MIFID II, EMIR, RGPD, SRD II… What to make of these European laws that influence Switzerland without really affecting it?

The Swiss village

One of the attractions of the Swiss financial center is its pragmatism. Financial legislation is tedious and complex, as it is everywhere. But they are nevertheless more succinct and practical than their European equivalents.

For example, the LSFin and its ordinance total 80 pages, whereas MIFID II is more than twice as long and specifies each rule in great detail, whereas the LSFin merely sets out principles.

Switzerland is still an island in the middle of the European ocean. So what should we do with these European standards: ignore them? Comply? Watching them from afar?

Regulatory environments

No two regulatory systems in the world are alike. The scope of these regulatory universes also varies, not only from country to country, but also from law to law. This makes it extremely difficult for companies to understand which laws apply to them, and to what extent.

Navigating this jungle of European rules means first and foremost asking the right questions.

Question 1: Could this law be directly applicable to me?

Some laws apply to all companies that do business with residents or nationals of the jurisdiction concerned, even if the company is based in Switzerland. The General Data Protection Regulation issued by the European Union is a case in point. It covers all European residents who have provided data to a company – European or foreign: your employee or customer lives in France? The law applies to you!

This type of legislation has an immediate cross-border impact. FINMA itself closely monitors cross-border risk. In the event of a material breach, it can re-establish the legal order through an enforcement procedure (not counting the risk of direct sanction by the country concerned).

There’s no doubt about it: these laws need to be considered with care.

Question 2: Does this law increase my risk of litigation?
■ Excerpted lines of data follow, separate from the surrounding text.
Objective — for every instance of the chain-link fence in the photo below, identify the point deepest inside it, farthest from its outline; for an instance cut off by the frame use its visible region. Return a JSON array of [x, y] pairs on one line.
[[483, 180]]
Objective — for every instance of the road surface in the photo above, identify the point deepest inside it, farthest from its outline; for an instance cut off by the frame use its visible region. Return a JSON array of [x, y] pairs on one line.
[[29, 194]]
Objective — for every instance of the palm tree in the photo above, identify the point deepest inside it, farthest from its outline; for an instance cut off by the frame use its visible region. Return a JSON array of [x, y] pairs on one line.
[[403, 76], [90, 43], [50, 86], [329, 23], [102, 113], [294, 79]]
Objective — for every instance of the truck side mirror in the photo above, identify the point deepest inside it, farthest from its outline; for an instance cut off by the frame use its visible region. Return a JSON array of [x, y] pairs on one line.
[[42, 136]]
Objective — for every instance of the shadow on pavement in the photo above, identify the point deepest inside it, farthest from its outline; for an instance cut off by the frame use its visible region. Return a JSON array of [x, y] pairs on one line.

Certain laws are not applicable to companies located outside the jurisdiction concerned. The European MIFID II Directive is a good example. European regulators will not sanction a Swiss financial institution for failing to comply with MIFID II.
However, the Lugano Convention, signed in 2007 by Switzerland, the European Community, Denmark, Norway and Iceland, stipulates that the place of jurisdiction in the event of a dispute may be the customer’s place of residence. In this way, laws that do not a priori concern the company can suddenly become important.
Should the provisions of MIFID II be followed to the letter? This is a question that has no single answer, and one that the financial institution must decide in conjunction with its legal, risk and/or compliance departments.
the answer will depend on the establishment’s clientele, its type of business and its risk tolerance.

Question 3: Does this law have any implications for my investments?

Last but not least, some laws have cross-border implications without really meaning to – and quite often, without even realizing it. In fact, they impose certain obligations relating to the investments that may be in your customers’ portfolios.

One example is the 75% tax that France imposes on dividends from French companies, when the holders are residents of “Non-Cooperative States and Territories”. Is your customer a BVI or Panamanian company? In this case, investing in French companies may expose the investor to higher taxes.

Another example is the MIFIR directive, which requires European companies to publish certain information (pre- and post-trade transparency). If you do business with this type of company, you may be required to provide certain information about your company or your investments.

A final interesting example is the entry into force of the Shareholder Rights Directive II (SRD II). This law confers more extensive rights on shareholders of companies listed in the European Union. In this context, you may be obliged to provide information on the identity of the shareholders concerned, and therefore on your customers.

The Swiss village on European soil

Switzerland may not be part of the European Union, but it is deeply imbued with it. Keeping abreast of regulatory developments in our large neighbor is essential. Compliance isn’t always the case. The most important thing is to identify which European laws are binding and to comply with these obligations.